The senior author of the paper is Olivetti. Edward Kim, an MIT graduate student in DMSE; Kevin Huang, a DMSE postdoc; Adam Saunders and Andrew McCallum, computer scientists at UMass Amherst; and Gerbrand Ceder, a Chancellor’s Professor in the Department of Materials Science and Engineering at Berkeley are other authors of the paper.
Filling in the gaps
The team trained their system by adopting a combination of unsupervised and supervised machine-learning methods. “Supervised” suggests that the training data entered into the system is initially annotated by people. The system attempts correlate the raw data and the annotations. “Unsupervised” means that the training data is not annotated and the system instead learns to cluster data together according to structural similarities.

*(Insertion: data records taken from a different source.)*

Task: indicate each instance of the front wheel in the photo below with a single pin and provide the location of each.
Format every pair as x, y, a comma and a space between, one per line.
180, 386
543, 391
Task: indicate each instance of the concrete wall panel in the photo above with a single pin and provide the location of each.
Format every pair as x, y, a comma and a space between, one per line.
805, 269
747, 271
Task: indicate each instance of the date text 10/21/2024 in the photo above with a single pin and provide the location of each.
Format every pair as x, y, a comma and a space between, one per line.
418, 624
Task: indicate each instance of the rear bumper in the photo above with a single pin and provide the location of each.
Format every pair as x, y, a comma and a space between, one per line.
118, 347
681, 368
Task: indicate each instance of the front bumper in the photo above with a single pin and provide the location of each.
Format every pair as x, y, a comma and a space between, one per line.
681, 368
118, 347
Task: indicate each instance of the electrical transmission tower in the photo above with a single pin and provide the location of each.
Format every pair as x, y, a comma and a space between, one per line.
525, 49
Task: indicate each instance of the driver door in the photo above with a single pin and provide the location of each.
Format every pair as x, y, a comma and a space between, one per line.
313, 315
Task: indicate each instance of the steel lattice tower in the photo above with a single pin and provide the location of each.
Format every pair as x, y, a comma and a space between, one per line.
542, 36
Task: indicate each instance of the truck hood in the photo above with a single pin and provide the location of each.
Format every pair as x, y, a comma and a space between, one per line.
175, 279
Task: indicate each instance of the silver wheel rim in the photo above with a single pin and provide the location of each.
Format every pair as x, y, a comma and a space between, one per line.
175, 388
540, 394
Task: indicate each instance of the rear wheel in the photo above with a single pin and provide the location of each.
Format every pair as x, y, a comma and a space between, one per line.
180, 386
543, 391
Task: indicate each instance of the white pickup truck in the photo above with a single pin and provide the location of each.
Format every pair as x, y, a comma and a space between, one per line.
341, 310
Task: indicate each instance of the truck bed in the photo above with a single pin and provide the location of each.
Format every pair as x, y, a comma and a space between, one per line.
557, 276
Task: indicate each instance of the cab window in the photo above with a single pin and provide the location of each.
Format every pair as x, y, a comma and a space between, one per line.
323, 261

Due to the fact that materials-recipe extraction is a new research field, Olivetti and her team did not have access to huge, annotated data sets gathered over many years by diverse research groups. They had to annotate the data on their own of which there were nearly 100 papers.
With respect to machine-learning standards, this is a quite small data set. In order to enhance it, the researchers adopted an algorithm known as Word2vec, which was created at Google. Word2vec analyzes the contexts in which there are words (i.e. the syntactic roles of the words in the sentences and the other words next to these words) and assembles together words with similar contexts. Therefore, for example, if one paper included the sentence “We heated the titanium tetrachloride to 500 C,” and yet other included the sentence “The sodium hydroxide was heated to 500 C,” Word2vec will group together “titanium tetrachloride” and “sodium hydroxide.”
The team successfully used Word2vec to considerably enlarge their training set because the machine-learning system had the ability to figure out whether a label assigned to any word was probably assigned to other words clustered along with it. Therefore, in the place of 100 papers, the team can hence train their system to analyze nearly 640,000 papers.
Tip of the iceberg
However, in order to investigate the accuracy of the system, the team had to depend on the labeled data because there was no criterion for assessing its performance on the unlabeled data. In the assessments, the system could identify, at accuracy of 99%, the paragraphs including recipes and to label (at accuracy of 86%) the words in these paragraphs.
The researchers believe that further research can enhance the accuracy of the system. In the research in progress, they are investigating a range of in-depth learning methods with the ability to make further generalizations in relation to the materials recipe structure, with the aim of automatically formulating recipes for materials not accounted for in the prevalent literature.
A major proportion of Olivetti’s earlier studies have focused on discovering more cost-efficient and environmental-friendly techniques for producing useful materials. She believes that a database of materials recipes can assist that project.
This is landmark work, the authors have taken on the difficult and ambitious challenge of capturing, through AI methods, strategies employed for the preparation of new materials. The work demonstrates the power of machine learning, but it would be accurate to say that the eventual judge of success or failure would require convincing practitioners that the utility of such methods can enable them to abandon their more instinctual approaches.
Ram Seshadri, the Fred and Linda R. Wudl Professor of Materials Science at the University of California at Santa Barbara.
The National Science Foundation, Office of Naval Research, the Department of Energy, and seed support through the MIT Energy Initiative supported the study. The Natural Sciences and Engineering Research Council of Canada partially supported Kim.